Todos los analistas están de acuerdo en que el talante moderado, conciliador, unido a una gestión eficiente, de candidato Moreno, le han catapultado hacia esa mayoría histórica para la derecha andaluza. Añado, por mi parte, que otros factores han contribuido a esa victoria irrefutable:
- La campaña histriónica de Olona, candidata de Vox y, especialmente, su exigencia de entrar en el gobierno como vicepresidenta, si el Partido Popular necesitara uno solo de sus diputados.
- El tono conciliador, modesto y neutro de Juan Marin, que ha apoyado a Moreno desde la sombra, al aparecer como un colaborador neutro ideológicamente del anterior gobierno de coalición, en el que fue activo vicepresidente.
- La disgregación del voto de izquierdas, falta de coherencia y con la debilidad de Gobierno central como telón de fondo. Por cierto, la explicación de los resultados hecha por Adriana Lastra, atribuyendo la caída del apoyo electoral al PSOE a factores exóticos (adelanto interesado de las elecciones, rentabilidad injusta del apoyo que prestó a Andalucía el gobierno de Sánchez), contrastaba con la elegancia con la que Espadas reconocía la derrota.

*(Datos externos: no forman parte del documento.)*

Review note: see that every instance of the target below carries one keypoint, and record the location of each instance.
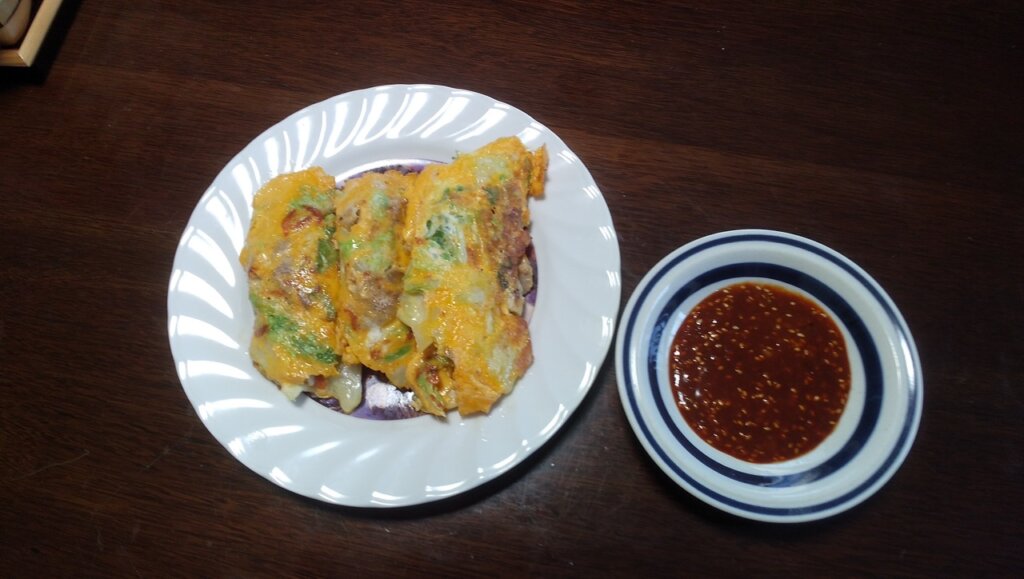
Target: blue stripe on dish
(912, 390)
(859, 333)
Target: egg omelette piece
(292, 264)
(371, 211)
(467, 231)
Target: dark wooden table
(892, 132)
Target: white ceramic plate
(878, 425)
(315, 452)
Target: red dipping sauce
(760, 372)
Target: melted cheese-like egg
(293, 280)
(467, 234)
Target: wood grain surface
(892, 132)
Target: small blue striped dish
(877, 427)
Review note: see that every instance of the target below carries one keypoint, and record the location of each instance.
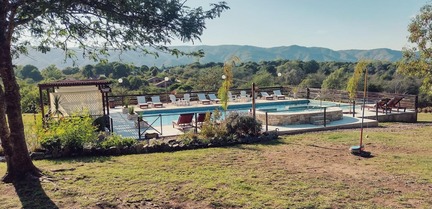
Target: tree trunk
(19, 164)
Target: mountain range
(215, 54)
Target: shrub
(242, 125)
(101, 122)
(115, 140)
(212, 126)
(51, 143)
(73, 132)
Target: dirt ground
(336, 164)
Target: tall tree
(417, 61)
(95, 26)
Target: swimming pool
(166, 116)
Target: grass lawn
(312, 170)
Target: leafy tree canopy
(96, 26)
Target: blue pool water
(166, 116)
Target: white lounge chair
(186, 99)
(266, 96)
(231, 97)
(278, 94)
(213, 98)
(202, 99)
(244, 97)
(156, 101)
(174, 100)
(142, 103)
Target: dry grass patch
(313, 170)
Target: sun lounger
(231, 97)
(186, 99)
(174, 100)
(156, 101)
(266, 96)
(394, 103)
(142, 103)
(213, 98)
(200, 119)
(202, 99)
(184, 121)
(244, 97)
(278, 94)
(380, 105)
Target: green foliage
(131, 110)
(57, 102)
(212, 126)
(32, 72)
(115, 140)
(51, 143)
(242, 125)
(101, 122)
(52, 73)
(74, 132)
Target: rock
(37, 155)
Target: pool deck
(126, 128)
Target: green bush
(242, 125)
(212, 127)
(73, 132)
(101, 123)
(51, 143)
(115, 140)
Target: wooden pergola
(102, 85)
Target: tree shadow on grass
(86, 159)
(275, 142)
(32, 195)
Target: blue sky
(334, 24)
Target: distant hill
(218, 54)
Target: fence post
(266, 122)
(325, 116)
(160, 115)
(139, 129)
(415, 107)
(354, 108)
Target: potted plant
(131, 114)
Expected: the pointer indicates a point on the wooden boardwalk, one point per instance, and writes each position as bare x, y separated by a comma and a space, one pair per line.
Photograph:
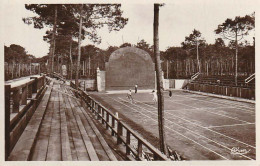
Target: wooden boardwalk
61, 130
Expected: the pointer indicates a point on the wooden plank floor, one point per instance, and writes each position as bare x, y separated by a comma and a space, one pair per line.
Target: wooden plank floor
67, 133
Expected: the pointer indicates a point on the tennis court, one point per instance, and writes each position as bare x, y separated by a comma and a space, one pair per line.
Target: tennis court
198, 127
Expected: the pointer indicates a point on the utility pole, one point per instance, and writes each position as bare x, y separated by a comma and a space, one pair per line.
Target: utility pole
167, 69
162, 137
198, 61
79, 49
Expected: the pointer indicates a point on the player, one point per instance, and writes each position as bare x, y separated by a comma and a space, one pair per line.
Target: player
129, 96
154, 96
136, 86
170, 93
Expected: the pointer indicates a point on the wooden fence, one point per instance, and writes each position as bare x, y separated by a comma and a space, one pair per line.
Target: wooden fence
116, 126
21, 102
247, 93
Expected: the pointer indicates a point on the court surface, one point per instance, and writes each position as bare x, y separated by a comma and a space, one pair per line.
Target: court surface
198, 127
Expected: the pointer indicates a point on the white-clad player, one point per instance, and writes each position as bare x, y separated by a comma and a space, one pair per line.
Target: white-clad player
154, 96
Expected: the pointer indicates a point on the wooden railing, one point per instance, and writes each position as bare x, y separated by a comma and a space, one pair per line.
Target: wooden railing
195, 76
119, 129
250, 78
247, 93
20, 103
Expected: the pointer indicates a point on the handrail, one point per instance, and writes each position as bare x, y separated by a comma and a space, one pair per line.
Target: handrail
250, 78
116, 126
20, 102
195, 76
59, 76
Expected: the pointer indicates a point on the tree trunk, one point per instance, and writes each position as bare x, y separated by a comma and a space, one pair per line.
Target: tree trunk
162, 137
198, 61
71, 62
236, 60
79, 49
52, 50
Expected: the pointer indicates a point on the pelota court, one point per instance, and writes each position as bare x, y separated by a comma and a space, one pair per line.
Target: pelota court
198, 127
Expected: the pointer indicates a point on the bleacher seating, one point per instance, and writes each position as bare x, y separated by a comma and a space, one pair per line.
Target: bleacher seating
224, 80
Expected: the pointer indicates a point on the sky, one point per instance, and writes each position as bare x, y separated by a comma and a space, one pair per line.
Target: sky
177, 20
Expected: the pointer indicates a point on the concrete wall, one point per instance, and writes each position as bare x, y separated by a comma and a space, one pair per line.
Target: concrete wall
129, 66
89, 84
101, 80
175, 83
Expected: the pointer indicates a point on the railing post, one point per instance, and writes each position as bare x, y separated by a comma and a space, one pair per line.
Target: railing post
34, 84
119, 132
24, 95
113, 126
7, 120
29, 91
16, 100
107, 119
127, 142
139, 149
103, 115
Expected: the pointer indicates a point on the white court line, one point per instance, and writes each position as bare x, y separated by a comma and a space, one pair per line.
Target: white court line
217, 101
240, 124
204, 127
190, 131
172, 129
220, 103
199, 109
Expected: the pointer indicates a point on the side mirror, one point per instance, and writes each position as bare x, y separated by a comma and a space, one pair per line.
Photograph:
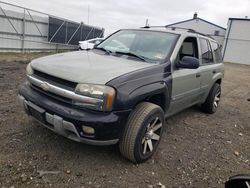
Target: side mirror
97, 42
188, 63
242, 181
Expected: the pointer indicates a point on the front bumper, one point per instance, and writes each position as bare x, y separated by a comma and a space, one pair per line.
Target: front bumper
67, 120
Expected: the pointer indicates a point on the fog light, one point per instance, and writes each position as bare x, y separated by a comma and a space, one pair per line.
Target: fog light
88, 130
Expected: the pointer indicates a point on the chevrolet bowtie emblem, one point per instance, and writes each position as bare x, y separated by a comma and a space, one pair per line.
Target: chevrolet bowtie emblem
44, 86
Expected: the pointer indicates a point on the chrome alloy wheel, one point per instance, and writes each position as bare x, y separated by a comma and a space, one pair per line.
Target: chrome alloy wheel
217, 99
152, 135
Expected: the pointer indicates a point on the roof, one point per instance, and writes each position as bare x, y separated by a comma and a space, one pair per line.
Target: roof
195, 19
241, 19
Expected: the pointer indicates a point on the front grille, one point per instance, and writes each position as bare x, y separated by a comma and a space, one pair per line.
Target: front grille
52, 95
65, 84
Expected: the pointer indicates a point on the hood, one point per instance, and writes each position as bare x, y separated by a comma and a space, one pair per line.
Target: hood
87, 66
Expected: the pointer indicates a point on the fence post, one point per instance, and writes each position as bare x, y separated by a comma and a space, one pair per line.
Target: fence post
23, 31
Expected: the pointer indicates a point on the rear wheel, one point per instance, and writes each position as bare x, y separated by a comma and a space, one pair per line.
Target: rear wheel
142, 133
213, 99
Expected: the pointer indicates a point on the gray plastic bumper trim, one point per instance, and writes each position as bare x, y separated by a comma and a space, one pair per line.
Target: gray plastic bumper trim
62, 127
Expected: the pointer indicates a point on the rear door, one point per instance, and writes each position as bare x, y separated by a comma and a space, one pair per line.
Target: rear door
186, 82
208, 66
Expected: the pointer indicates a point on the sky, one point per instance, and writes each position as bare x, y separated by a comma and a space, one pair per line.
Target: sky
117, 14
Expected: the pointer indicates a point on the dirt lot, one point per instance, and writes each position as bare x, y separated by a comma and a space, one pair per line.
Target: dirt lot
197, 150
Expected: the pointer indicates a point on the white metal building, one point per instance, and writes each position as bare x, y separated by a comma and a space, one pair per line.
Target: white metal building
203, 26
237, 41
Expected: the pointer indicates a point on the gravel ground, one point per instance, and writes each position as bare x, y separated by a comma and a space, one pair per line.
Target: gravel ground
197, 150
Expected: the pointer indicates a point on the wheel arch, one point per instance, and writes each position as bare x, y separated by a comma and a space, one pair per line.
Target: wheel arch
157, 93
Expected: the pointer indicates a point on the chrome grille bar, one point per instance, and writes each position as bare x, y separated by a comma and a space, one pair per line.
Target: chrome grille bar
63, 92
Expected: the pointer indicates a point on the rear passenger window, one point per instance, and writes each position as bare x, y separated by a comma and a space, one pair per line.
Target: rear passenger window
217, 52
206, 52
189, 48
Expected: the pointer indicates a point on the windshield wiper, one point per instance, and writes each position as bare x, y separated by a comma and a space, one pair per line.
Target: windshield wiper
132, 54
103, 49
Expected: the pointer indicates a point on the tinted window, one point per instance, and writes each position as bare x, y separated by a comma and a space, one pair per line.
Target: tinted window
189, 48
206, 52
217, 52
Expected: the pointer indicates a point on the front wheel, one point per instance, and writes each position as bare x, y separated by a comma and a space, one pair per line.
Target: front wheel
142, 133
212, 102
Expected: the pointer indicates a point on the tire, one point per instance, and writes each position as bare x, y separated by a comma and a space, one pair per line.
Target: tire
142, 133
211, 104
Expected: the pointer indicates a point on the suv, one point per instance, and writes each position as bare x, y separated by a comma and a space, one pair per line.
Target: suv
122, 90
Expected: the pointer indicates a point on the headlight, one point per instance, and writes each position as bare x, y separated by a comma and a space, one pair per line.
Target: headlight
104, 96
29, 69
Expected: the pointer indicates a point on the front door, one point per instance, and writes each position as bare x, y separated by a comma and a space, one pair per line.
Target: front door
186, 82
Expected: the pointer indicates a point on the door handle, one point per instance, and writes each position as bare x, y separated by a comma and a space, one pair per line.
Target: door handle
198, 75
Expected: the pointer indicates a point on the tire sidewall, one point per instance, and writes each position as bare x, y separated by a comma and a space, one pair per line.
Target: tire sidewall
138, 150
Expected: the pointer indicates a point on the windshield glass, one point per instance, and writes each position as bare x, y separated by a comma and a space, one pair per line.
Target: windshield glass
151, 45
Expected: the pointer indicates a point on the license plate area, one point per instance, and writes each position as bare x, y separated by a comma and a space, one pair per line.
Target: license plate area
36, 112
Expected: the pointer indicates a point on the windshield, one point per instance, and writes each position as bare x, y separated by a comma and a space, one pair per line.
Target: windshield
151, 45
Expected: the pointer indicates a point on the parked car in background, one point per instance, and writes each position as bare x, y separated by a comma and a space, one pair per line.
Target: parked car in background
89, 44
122, 90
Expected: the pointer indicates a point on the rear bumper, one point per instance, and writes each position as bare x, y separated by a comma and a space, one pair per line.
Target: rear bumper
67, 120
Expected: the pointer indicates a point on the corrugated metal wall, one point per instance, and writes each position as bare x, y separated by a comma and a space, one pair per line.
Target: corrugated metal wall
24, 29
237, 42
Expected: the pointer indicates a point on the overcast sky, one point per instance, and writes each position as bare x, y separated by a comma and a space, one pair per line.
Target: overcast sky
115, 14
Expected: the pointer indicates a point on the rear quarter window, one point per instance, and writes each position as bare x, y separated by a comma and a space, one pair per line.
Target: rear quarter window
217, 52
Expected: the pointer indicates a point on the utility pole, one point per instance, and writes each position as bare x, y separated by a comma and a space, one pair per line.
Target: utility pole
88, 13
146, 25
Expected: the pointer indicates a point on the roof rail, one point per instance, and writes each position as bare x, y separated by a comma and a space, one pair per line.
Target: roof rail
181, 28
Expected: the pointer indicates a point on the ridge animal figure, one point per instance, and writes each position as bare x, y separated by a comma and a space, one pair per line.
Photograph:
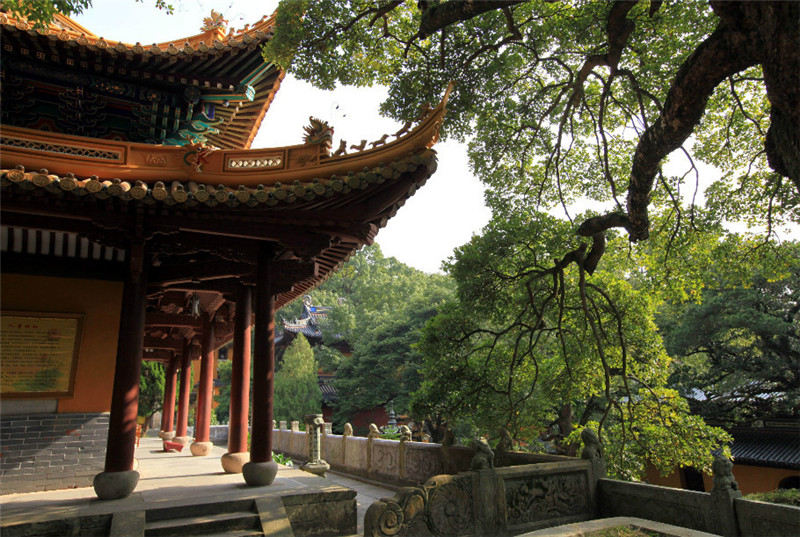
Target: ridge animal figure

En fin: Enhorabuena, Juanma Moreno. El mensaje que los andaluces han lanzado a resto de España debe ser recogido, tanto por la izquierda (precisa de una urgente renovación de personas y clarificación del mensaje y, desde luego, recapacitar en la fortaleza de la unidad frente a los personalismos) como por la derecha (moderación en el tono y eficacia en las propuestas, huyendo de ls conflictos ideológicos).